9 important tips for camping in winter
Does the tent season have a break in winter? Who actually says it has to be that way? With the following tips from outdoor experts, you can also experience a safe night outdoors in winter!
1. The right tent
A winter-compatible tent must have plenty of space in the vestibule and inner tent. You have more equipment with you and you are not so agile in thick winter clothing. It is also important that the air circulation is continuous and abundant from long side to long side. The ventilation openings must be able to be closed when the snow is blowing.
2. The right place
Find a place sheltered from the wind with sufficient snow depth so that you can anchor the tent. Avoid a location in gorges, on snow-covered slopes or under snow drifts. Snow and avalanches are significantly more dangerous than wind and some snow. Kick the snow flat with skis or snowshoes and let it solidify for a quarter of an hour. Then you set up the tent as normal (with the entrance on the windward side), but use the snow or sand pegs for this.
3. Use your pegs properly
Snow or sand pegs are either used like normal ground pegs or driven in transversely as T-anchors. If the snow is really hard all around, let the pegs freeze for at least a quarter of an hour and then tension the tent lines.
4. Ensure stable anchoring
Make sure that you really use all the attachment points. Snow is often anything but secure anchoring and if the storm pulls in several places on the tent at the same time, the forces must be properly distributed.
5. Build a windbreak
Pile some snow as wind protection on the sides of the tent so that not so much snow can collect between the outer and inner tent. This wind wall should be about one meter high and 3 to 5 meters from the tent (in the wind direction). Your back should be sharply pointed – so that the wind breaks and the drifting snow is kept away from your tent.
6. Dig a footwell
Finally, when the tent is up and the wind wall is ready, dig a pit in the vestibule so that you can sit comfortably on the inner edge of the tent with your feet in the vestibule.
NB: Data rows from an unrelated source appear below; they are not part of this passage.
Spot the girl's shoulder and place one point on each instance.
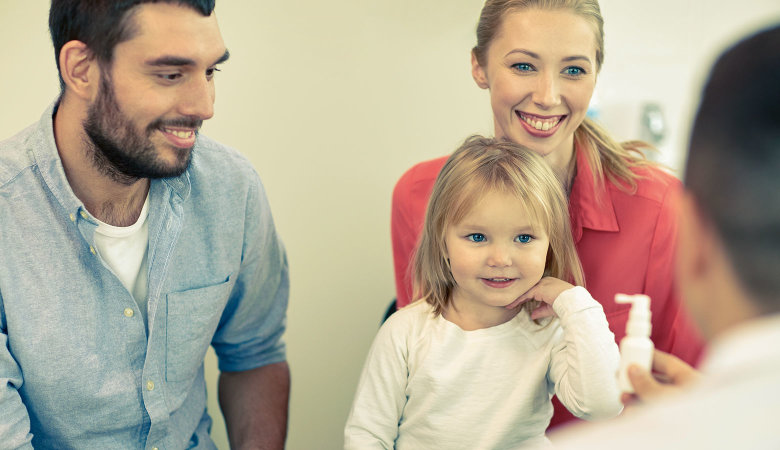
(409, 320)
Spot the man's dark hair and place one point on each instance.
(733, 167)
(101, 24)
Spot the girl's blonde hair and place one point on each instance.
(479, 166)
(605, 155)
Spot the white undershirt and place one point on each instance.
(124, 250)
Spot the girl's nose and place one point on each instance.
(499, 256)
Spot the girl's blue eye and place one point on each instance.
(522, 67)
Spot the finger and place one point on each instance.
(628, 399)
(516, 303)
(645, 386)
(673, 368)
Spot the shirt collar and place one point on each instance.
(49, 163)
(590, 206)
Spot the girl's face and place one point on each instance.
(540, 69)
(495, 253)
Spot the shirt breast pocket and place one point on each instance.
(193, 317)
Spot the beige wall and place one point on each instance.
(332, 101)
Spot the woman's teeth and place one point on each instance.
(539, 124)
(180, 134)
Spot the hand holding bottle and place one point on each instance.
(670, 375)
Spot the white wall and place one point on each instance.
(332, 101)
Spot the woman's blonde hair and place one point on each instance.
(605, 156)
(479, 166)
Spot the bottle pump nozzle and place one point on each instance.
(639, 316)
(636, 347)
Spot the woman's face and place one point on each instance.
(540, 69)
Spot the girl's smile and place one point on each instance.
(496, 254)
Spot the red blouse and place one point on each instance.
(626, 244)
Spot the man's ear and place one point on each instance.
(478, 73)
(80, 70)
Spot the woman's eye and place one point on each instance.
(211, 72)
(169, 76)
(522, 67)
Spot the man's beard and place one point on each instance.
(119, 151)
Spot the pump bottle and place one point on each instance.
(636, 347)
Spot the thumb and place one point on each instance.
(645, 385)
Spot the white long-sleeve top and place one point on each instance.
(429, 384)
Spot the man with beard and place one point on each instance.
(728, 261)
(130, 244)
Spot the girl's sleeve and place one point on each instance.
(381, 392)
(585, 358)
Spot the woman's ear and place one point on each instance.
(478, 73)
(80, 70)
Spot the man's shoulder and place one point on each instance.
(221, 163)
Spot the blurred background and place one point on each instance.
(333, 101)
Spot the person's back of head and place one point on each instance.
(733, 167)
(101, 24)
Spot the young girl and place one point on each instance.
(458, 369)
(539, 61)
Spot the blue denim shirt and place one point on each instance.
(77, 367)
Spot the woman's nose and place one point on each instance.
(547, 94)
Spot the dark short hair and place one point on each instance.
(101, 24)
(733, 167)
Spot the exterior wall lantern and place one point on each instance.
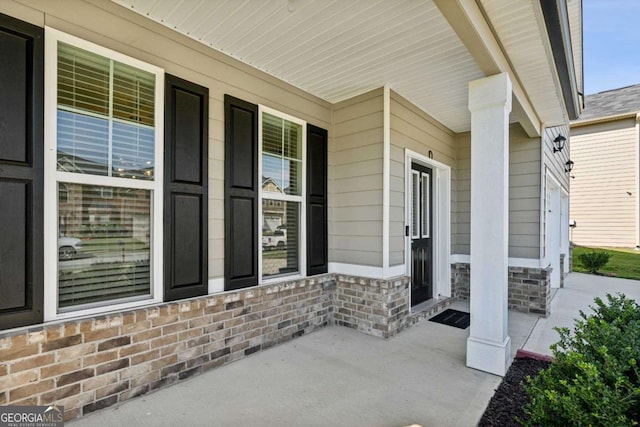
(558, 143)
(568, 167)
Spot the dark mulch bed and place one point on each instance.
(508, 400)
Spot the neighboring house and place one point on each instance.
(408, 160)
(605, 192)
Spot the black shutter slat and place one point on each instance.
(317, 240)
(241, 193)
(21, 173)
(185, 189)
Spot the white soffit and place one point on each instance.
(575, 21)
(523, 36)
(336, 49)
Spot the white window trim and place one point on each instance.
(52, 177)
(302, 265)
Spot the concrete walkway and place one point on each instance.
(578, 294)
(339, 377)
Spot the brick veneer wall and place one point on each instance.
(90, 364)
(375, 307)
(529, 288)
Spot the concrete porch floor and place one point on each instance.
(340, 377)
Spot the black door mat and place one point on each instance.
(455, 318)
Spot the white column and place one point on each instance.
(489, 345)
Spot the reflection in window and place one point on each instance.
(103, 244)
(281, 154)
(280, 238)
(105, 116)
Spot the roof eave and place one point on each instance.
(556, 19)
(612, 118)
7. Don’t underestimate the snow
There is always a risk that parts of the excavated apse will be blown away by the snow. Therefore, do not leave any loose parts in the apse! Close all backpacks and bags properly.
8. Take a second set of booms with you
For longer tours in the wilderness, you should always have a second set of rods in the rod channels. They provide additional stability in snow and wind. Then there is the greatest risk that the tent will collapse.
9. Use an additional sleeping pad
It’s best to use double mattresses in winter, one made of foam and one inflatable with a pump. A self-inflating sleeping pad rarely inflates properly, especially not in winter.